Reading Roll Call – May 18, 2020 – How to Read Nonfiction Like a Professor

Reading Roll Call is a classroom activity I conduct with my students at the beginning of every week to see what they are independently reading. I always share the title of a book that I am reading to model participation and showcase the lifelong commitment to reading that I’ve made.

The Reading Roll Call idea stems from Donalyn Miller‘s book Reading in the Wild. I have adapted the activity and idea into blog form to track my reading progress on a weekly basis. Happy Reading!


Last week I posted the video below on my Facebook page with the following:

I never thought I’d be one to post something like this, but you need to check this out before Facebook/YouTube takes it down. 🤫

The response from friends and family on Facebook intrigued me. According to comments left underneath the post, I concluded that my reputation is posting accurate, research-based articles.

To be honest, sifting through all of the articles and updates regarding coronavirus has been exhausting. I decided to have a little fun on social media after I had stumbled upon the video from a friend with a similar reputation of posting information.

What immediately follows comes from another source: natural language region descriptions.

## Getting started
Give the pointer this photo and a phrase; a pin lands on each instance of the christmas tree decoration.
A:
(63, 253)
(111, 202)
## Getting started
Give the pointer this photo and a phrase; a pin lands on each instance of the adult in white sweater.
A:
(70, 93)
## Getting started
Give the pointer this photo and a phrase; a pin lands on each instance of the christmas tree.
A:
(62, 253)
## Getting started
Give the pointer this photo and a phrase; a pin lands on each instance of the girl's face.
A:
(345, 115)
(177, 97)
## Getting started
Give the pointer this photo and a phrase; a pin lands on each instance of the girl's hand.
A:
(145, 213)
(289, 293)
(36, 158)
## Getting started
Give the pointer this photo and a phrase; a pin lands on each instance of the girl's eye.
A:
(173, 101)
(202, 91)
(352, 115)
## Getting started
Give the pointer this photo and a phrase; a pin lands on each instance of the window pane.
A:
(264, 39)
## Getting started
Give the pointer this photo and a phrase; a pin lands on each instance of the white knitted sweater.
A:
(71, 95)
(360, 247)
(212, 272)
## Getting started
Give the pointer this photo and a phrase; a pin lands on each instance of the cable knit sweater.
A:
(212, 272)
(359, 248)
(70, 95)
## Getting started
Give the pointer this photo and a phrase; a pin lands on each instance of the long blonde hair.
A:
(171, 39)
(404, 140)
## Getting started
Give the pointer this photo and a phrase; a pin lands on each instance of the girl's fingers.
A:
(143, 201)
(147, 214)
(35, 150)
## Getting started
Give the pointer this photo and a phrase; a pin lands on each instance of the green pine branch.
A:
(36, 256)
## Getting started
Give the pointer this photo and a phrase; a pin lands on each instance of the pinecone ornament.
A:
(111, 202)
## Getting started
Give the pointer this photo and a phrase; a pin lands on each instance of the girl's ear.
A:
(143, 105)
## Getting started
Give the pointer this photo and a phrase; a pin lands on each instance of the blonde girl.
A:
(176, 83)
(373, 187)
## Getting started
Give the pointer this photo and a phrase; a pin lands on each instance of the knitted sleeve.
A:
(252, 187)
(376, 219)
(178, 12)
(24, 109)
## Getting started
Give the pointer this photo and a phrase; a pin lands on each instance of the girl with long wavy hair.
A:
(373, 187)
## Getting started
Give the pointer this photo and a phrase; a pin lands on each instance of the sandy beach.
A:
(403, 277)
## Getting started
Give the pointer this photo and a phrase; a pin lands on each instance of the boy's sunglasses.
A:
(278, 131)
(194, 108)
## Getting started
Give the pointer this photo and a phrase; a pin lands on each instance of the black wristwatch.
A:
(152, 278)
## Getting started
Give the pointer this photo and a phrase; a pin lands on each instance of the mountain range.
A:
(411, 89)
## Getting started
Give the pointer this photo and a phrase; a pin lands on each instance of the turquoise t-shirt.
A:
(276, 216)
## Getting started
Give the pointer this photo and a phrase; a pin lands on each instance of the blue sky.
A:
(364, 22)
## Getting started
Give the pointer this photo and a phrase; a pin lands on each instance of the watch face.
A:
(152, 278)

The arrival of How to Read Nonfiction Like a Professor: A Smart, Irreverent Guide to Biography, History, Journalism, Blogs, and Everything in Between over the weekend could not have come at a better time.

This is the first book I’ve read by Thomas C. Foster. He has written a handful of “How to Read [literary genre] Like a Professor” books. I’ve read and heard positive reviews about his writing and approach, so I thought his newest book featuring nonfiction would be a good place to start.

I’m hoping to gain new insight about how to teach and encourage critical thinking of nonfiction for my students. Reading nonfiction is a staple in my classroom and curriculum with the Article of the Week unit.

I’m also hoping to apply what I learn to my own reading of nonfiction. Everyone needs critical thinking tools to navigate the fast paced flow of information we’re all receiving these days.

From the Back of the Book

“The New York Times bestselling author of How to Read Literature Like a Professor uses the same skills to teach how to access accurate information in a rapidly changing 24/7 news cycle and becoming better readers, thinkers, and consumers of media.

We live in an information age, but it is increasingly difficult to know what information to trust. Fake news is rampant in mass media, stoked by foreign powers wishing to disrupt a democratic society. We need to be more perceptive, more critical, and more judicious readers. The future of our republic may depend on it.

How to Read Nonfiction Like a Professor offers tips for more careful, more attentive, more aware reading. On bookstore shelves, one book looks as authoritative as the next. Online, posts and memes don’t announce their relative veracity. It is up to readers to establish how accurate, how thorough, how fair material may be.

After laying out general principles of reading nonfiction, How to Read Nonfiction Like a Professor offers advice for specific reading strategies in various genres from history and biography to science and technology to social media. Throughout, the emphasis is on understanding writers’ biases, interrogating claims, analyzing arguments, remaining wary of broad assertions and easy answers, and thinking critically about the written and spoken materials readers encounter. We can become better citizens through better reading, and the time for that is now.”

Note: I received this book free of cost as an Olive Influencer of Harper Perennial. How to Read Nonfiction Like a Professor will be published on May 26, 2020.